Только для мужчин. И сегодня не первая суббота месяца. Исидор сказал, что Минналуш Монк должна быть здесь, но если женщин в клуб не пускают, какого черта Габриель сюда приперся?
Дверь в дальнем конце помещения отворилась. Женщина, завернутая в белую простыню, прошла к подиуму в центре комнаты. Босая, волосы разбросаны по плечам — длинные рыжие волосы.
Габриель вытаращил глаза. У него в буквальном смысле отвалилась челюсть. Женщина повернулась спиной к аудитории, сделала неуловимое движение, и простыня упала на пол, оставив ее полностью обнаженной. Широкие плечи, длинная красивая спина и на копчике — изящная татуировка. С чувством неизбежности Габриель узнал рисунок — нечто напоминающее символ женской сексуальности на фоне распустившейся розы. Ну конечно, монада, что же еще.
Натурщица снова обернулась лицом к классу, грациозно опустилась на подиум и устроилась среди груды подушек. Ни тени смущения. Одна нога слегка приподнята, другая согнута под прямым углом. Поза настолько откровенна, что на долю воображения ничего не остается.

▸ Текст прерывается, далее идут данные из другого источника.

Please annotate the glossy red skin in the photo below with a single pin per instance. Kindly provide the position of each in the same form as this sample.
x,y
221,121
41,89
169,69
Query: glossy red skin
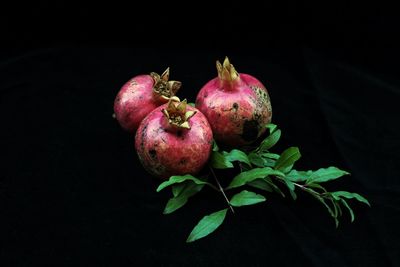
x,y
237,112
135,100
165,151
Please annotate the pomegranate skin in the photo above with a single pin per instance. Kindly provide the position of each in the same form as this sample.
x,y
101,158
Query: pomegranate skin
x,y
166,151
140,95
134,101
237,107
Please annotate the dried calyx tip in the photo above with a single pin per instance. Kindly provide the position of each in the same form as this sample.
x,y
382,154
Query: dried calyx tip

Полные груди с темно-алыми ареолами сосков, округлые бедра и руки. Ни грамма лишнего веса, и при этом — мягкость, сочность форм, почти не свойственная современности с ее модой на худобу. Длинные, восхитительно стройные ноги и тонкие щиколотки. Более всего Габриеля поразила ее раскованность: тело полностью расслаблено, на лице написана безмятежность, взгляд, знакомый Габриелю по фотографиям в Монк-хаусе, слегка затуманен, словно она только что очнулась от вдохновенных грез. И за этим рассеянным взором — ум доктора философии.
Однако в ту минуту более всего Габриеля интересовали отнюдь не умственные способности Минналуш Монк. Приготовься к сюрпризу, сказал Исидор. Что ж, сюрприз определенно удался. В горле у Габриеля так пересохло, что он едва мог сглотнуть.
Черт, нельзя просто сидеть и пялиться. Зажав потными пальцами угольный карандаш, он нерешительно провел несколько тонких линий. Как перенести великолепную плоть на равнодушную плоскость бумажного листа, не дающего шанса на ошибку? Как вообще можно отрешиться от роскоши этого тела и сосредоточиться исключительно на технике рисунка? Габриель украдкой огляделся. Остальные, по-видимому, без труда справлялись со своими инстинктами. По крайней мере, плотоядных ухмылок не наблюдалось. Все участники процесса рисовали с увлечением и — Габриель не мог не признать — недюжинным мастерством. За мольбертом слева стоял вылитый Вин Дизель — клетчатая рубашка, бугрящиеся мышцы, выбритый череп. Он держал угольный карандаш очень аккуратно и действовал с завидной уверенностью. Отдельные на первый взгляд штрихи постепенно приобретали выразительную форму. Выразительную и узнаваемую, тогда как набросок Габриеля не намного превосходил категорию «ручки-ножки-огуречик» и представлял собой весьма жалкий экзерсис в жанре примитивизма.